Like many other people, I’m constantly torn between taking the nice, easy, safe route in life, and taking the riskier route that requires a lot more energy and sacrifice, but brings with it much greater rewards. This quote by Twain reminds me that just “resting on my laurels,” “joining the rat race,” or “playing it safe” doesn’t really lead to a full, exciting life (at least it doesn’t for me). It reminds me to try to ignore the inevitable trepidation and fear of leaving “the safe harbor” in favor of focusing on the excitement to come of exploring, dreaming, and discovering. Reminders like that have been relevant to me countless times in my life, in both big and small endeavors, and are greatly responsible for me creating experiences for myself that I now treasure, such as traveling around the world, making a movie, starting my own business, having four children, writing a book series, learning how to hang glide, and, most apropos of Twain’s quote, sailing solo for a week off the coast of Australia.

You are a person of great influence. If you could inspire a movement that would bring the most amount of good to the most amount of people, what would that be? You never know what your idea can trigger.

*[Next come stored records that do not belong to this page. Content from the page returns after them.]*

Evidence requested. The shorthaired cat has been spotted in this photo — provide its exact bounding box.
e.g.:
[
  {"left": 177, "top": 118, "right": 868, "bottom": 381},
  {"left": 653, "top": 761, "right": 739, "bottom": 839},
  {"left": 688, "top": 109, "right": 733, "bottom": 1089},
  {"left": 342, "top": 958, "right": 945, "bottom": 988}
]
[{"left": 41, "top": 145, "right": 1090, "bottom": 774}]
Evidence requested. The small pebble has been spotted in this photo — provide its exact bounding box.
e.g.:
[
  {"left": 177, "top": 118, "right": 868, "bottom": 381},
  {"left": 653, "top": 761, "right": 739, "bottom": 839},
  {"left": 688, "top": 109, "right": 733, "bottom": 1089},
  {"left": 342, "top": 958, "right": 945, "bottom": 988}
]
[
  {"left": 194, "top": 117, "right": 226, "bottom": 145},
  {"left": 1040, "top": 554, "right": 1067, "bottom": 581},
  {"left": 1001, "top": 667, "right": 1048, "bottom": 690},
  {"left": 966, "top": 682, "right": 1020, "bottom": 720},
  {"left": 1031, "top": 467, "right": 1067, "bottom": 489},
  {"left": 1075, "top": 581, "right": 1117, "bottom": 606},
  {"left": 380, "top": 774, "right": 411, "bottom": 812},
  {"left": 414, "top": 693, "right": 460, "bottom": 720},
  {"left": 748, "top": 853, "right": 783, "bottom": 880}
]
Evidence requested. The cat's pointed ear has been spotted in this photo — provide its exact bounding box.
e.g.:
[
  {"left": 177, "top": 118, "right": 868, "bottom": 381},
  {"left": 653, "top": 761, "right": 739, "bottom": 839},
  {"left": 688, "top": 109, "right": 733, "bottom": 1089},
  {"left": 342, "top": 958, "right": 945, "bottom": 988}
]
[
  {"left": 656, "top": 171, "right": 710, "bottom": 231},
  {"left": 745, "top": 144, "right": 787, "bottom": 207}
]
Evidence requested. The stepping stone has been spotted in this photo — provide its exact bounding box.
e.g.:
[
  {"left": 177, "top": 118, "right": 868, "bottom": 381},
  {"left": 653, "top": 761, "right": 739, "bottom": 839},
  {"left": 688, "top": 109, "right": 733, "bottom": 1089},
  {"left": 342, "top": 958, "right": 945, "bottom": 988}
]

That’s a really thought-provoking question, with so many great potential answers! But ultimately, I would inspire parents to join my “Schedule 4%” movement to encourage them to schedule onto their calendar a minimum of 4% of their day to connect with their kids. That’s just one hour per day! Even the worst workaholics among us schedule about 60% of their day around their jobs, so lowering that to 56% is not something you or your boss would probably notice. But I guarantee that your children will notice that 4% of your day if it hasn’t been a milestone you’ve been able to reach on a daily basis before. And for extra credit, for every day you don’t “Schedule 4%” with your children, donate 15 dollars to a charity that helps single parents. That 15 dollars is about an hour at minimum wage what will hopefully help allow a single parent to “Schedule 4%” with their own children.